Marvel Enterprises 12% Senior Notes due 6/15/09 are trading in the mid-to-high 60s which is a current yield of about 18% and an over 20% YTM. We think that this is a "money good" piece of paper that has very good risk-return characteristics.

Proforma for a financial reengineering transaction (described below), the capital structure as of 9/30/01 is as follows:
Bank Debt $23mm
Contingent liabilities $12mm
Cash $15mm
Senior notes $156mm (principal)

Taking the debt ahead at par, we value the company through the Senior Notes tranche of the capital structure at approximately $125mm.
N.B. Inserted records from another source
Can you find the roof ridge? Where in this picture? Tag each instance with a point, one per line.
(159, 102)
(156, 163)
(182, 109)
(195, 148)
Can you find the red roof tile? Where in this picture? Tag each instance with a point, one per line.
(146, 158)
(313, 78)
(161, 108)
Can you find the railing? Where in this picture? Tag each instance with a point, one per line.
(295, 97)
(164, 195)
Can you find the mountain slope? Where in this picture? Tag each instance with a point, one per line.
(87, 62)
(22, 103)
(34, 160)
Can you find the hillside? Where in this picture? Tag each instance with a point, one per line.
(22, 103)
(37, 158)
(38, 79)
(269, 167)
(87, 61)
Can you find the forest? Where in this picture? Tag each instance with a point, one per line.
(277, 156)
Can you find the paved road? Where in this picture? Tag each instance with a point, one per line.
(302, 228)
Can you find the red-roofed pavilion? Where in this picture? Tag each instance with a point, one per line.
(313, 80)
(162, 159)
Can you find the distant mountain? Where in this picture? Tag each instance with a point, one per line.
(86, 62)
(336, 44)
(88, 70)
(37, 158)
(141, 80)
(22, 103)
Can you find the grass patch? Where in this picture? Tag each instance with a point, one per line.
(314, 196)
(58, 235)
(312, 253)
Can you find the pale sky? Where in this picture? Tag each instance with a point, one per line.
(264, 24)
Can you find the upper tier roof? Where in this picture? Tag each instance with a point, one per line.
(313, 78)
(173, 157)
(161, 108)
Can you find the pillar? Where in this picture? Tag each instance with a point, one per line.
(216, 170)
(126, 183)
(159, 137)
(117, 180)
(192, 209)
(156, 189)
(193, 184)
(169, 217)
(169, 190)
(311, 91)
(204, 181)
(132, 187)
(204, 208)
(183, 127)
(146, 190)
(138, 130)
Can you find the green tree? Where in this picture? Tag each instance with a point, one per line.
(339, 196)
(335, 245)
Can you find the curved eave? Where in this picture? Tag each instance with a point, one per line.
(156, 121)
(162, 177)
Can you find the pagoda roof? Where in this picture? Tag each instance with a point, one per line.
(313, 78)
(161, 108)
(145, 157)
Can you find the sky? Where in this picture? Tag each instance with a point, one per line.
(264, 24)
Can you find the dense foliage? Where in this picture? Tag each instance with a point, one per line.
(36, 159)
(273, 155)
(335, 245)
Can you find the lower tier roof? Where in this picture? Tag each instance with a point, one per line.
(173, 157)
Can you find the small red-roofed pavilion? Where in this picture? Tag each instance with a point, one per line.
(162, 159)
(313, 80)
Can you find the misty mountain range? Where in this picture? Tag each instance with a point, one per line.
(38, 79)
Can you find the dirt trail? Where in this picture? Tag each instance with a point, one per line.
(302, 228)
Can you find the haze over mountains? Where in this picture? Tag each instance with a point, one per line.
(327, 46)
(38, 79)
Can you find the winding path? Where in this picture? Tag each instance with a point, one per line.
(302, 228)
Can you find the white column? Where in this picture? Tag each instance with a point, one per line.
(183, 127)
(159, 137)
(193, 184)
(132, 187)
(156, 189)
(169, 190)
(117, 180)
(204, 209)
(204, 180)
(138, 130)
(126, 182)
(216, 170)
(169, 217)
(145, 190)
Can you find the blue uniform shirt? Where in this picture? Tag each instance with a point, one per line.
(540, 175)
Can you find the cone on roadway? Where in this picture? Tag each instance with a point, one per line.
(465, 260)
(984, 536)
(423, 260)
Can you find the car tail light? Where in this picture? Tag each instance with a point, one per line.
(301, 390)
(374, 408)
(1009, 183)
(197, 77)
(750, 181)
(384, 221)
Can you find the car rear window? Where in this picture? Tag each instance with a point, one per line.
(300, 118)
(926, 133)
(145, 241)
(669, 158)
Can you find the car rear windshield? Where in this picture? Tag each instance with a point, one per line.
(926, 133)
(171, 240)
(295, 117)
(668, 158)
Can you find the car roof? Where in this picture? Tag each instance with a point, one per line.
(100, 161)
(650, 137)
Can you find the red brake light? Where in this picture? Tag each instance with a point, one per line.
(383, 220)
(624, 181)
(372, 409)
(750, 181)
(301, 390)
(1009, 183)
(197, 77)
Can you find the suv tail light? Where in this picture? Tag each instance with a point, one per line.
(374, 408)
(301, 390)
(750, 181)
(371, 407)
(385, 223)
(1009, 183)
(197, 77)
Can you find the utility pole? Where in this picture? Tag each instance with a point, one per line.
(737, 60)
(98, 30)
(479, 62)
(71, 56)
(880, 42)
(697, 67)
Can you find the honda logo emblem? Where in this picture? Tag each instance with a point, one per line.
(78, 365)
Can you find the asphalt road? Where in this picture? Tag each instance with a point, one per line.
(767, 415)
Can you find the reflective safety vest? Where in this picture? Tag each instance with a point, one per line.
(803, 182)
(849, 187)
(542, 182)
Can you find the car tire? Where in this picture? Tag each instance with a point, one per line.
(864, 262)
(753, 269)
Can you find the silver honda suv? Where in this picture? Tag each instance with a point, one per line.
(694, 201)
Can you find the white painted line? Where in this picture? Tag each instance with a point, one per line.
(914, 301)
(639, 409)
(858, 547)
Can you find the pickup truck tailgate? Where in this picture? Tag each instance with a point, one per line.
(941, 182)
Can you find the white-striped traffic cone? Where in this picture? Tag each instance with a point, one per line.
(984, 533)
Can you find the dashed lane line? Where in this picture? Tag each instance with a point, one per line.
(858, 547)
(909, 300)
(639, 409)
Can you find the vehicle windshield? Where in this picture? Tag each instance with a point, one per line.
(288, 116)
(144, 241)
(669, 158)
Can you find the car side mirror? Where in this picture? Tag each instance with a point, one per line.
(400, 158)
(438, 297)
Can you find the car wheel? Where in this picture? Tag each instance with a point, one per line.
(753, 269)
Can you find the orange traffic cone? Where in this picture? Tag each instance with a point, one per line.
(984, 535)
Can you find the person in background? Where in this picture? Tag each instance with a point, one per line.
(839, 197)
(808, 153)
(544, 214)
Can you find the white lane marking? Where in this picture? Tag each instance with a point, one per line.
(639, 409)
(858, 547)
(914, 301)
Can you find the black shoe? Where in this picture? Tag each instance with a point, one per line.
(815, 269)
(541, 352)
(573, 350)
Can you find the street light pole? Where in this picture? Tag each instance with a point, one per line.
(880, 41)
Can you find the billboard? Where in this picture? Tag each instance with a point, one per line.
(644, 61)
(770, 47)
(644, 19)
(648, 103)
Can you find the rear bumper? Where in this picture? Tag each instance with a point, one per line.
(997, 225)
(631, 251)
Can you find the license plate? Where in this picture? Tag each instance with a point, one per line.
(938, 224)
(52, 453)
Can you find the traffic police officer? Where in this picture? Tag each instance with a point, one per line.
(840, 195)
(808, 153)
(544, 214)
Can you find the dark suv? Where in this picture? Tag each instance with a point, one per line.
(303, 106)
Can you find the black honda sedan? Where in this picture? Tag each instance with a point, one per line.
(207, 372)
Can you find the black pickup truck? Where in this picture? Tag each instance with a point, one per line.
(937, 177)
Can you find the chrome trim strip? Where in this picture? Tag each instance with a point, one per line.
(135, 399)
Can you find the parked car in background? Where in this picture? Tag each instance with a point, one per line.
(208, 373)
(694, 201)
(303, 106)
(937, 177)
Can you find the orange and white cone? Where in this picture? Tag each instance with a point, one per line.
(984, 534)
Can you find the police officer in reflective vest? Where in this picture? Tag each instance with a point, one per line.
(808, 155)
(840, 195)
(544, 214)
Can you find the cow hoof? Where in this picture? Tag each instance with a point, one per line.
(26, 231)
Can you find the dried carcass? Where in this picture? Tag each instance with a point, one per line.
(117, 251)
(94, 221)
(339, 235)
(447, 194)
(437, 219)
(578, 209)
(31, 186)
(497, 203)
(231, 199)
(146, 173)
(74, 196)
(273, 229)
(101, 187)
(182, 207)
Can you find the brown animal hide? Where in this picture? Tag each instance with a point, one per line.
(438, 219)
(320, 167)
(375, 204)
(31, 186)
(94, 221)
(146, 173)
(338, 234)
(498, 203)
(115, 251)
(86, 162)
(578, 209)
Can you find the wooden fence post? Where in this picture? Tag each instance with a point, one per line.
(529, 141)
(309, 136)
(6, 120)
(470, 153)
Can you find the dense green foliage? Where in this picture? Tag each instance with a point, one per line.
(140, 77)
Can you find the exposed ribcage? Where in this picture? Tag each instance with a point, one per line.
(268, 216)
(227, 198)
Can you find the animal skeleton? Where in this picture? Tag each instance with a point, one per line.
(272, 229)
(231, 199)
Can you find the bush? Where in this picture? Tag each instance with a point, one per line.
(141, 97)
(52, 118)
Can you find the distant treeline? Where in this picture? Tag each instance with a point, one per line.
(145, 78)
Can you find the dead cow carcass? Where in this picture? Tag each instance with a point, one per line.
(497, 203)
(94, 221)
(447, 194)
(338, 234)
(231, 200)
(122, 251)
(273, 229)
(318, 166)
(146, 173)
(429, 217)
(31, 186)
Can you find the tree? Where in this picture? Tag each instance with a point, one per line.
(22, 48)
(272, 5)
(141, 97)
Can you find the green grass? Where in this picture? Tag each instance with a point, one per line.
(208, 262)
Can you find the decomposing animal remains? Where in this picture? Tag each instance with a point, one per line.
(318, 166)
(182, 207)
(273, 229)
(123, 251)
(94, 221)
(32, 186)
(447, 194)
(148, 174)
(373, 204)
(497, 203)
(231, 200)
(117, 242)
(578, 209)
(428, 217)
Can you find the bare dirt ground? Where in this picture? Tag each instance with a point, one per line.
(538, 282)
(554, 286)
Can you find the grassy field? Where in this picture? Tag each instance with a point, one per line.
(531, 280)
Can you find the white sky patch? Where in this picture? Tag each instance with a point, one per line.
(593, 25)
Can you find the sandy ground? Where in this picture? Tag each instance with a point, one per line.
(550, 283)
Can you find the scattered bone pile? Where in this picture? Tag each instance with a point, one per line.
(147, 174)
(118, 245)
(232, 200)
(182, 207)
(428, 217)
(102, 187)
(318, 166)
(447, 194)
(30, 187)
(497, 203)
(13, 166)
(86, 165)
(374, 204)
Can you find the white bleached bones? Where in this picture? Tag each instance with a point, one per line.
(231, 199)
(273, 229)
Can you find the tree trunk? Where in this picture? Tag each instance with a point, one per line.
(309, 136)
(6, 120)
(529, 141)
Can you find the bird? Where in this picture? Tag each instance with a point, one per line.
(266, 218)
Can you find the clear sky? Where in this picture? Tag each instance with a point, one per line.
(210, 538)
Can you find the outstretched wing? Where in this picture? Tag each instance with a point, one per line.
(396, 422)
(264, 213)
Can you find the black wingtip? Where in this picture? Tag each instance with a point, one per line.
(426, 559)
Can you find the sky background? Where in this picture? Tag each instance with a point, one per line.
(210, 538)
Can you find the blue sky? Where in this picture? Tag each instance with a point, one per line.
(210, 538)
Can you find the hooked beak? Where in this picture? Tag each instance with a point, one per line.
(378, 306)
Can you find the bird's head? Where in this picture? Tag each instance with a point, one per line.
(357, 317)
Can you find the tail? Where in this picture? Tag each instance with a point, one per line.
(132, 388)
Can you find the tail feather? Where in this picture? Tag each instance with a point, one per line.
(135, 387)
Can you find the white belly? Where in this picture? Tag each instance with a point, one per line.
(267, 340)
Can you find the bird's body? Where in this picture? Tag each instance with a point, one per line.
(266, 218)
BUSINESS - there are essentially 3 segments of the business
1. Licensing - the company licenses its charaters for film and television content (major characters include Spiderman, X-men, Captain America, Fantastic Four and the Hulk). This business generates about $12mm-$14mm in EBITDA per year with no attendant capex. We value this business at about $120mm, which we believe is conservative given that the average content company trades at 12x-15x EBITDA.
2. Publishing - the company sells comic books to retail outlets and direct mail. This is clearly a mature business, but cranks out another $12mm-$14mm in EBITDA per year (again almost no capex). We think this is worth about $100mm in comparing similar private market valuation metrics.
3. Toys - we hate this business. This has clearly been the problem child of the company. However, management is taking the right steps to improve operations here. The company completed a transaction with a foreign contract manufacturer that transfers the vast majority of the company's toy licenses to the foreign manufacturer in return for a variable cost margin on the business. The only toy licenses the company kept is for Lord of the Rings and Spiderman. Lord of the Rings seems to be a comercial success which augurs well for the toys and Spiderman (May '02 scheduled movie release date) should do OK. We believe the ongoing value of the toy business at least covers the cost of corporate segment expenses. Clearly, you could argue for a higher value.

FINANCIAL REENGINEERING:
In the 9/01Q, the company exchanged its Toy Biz worldwide toy action figure and accessories for all the company's characters (except for the ones mentioned about) for $39.2mm face amount of Marvel's Senior Notes for at a $20mm valuation (approx. 51 cents on $). In addition, the company retired $12.2mm face amount of the Senior Notes for $6.7mm in cash. AFTER THE QUARTER ENDED, the company got a new Senior Credit facility including a $20mm 3-year revolver and a 3-year term loan for up to $60mm. The proceeds of the term loan can only be used to purchase the 12% Senior Notes due 2009; the company signed an agreement to buy back $43mm face of the Senior Notes at 53% of face (which is where the $23mm of proforma bank debt comes from in our valuation).

RISKS:
1. Small #'s - poor estimates in EBITDA could spell trouble - although not much debt ahead, which offsets this somewhat.
2. Poor performace of upcoming movies and toys.
3. Deterioration of comic books business.
4. Management?

COMPELLING VALUE:
All told, you're paying about $125mm through the Senior Note tranche at about 5x EBITDA with a 18% current yield and 20% YTM with almost no debt ahead and an asset value of $220mm-plus. We think the risk-return characteristics are compelling.

Catalyst

further financial reengineering
capital structure essentally fixed in our opinion
hot new movies coming out
improved cash flow going forward (alluded to in the most recent bank deal).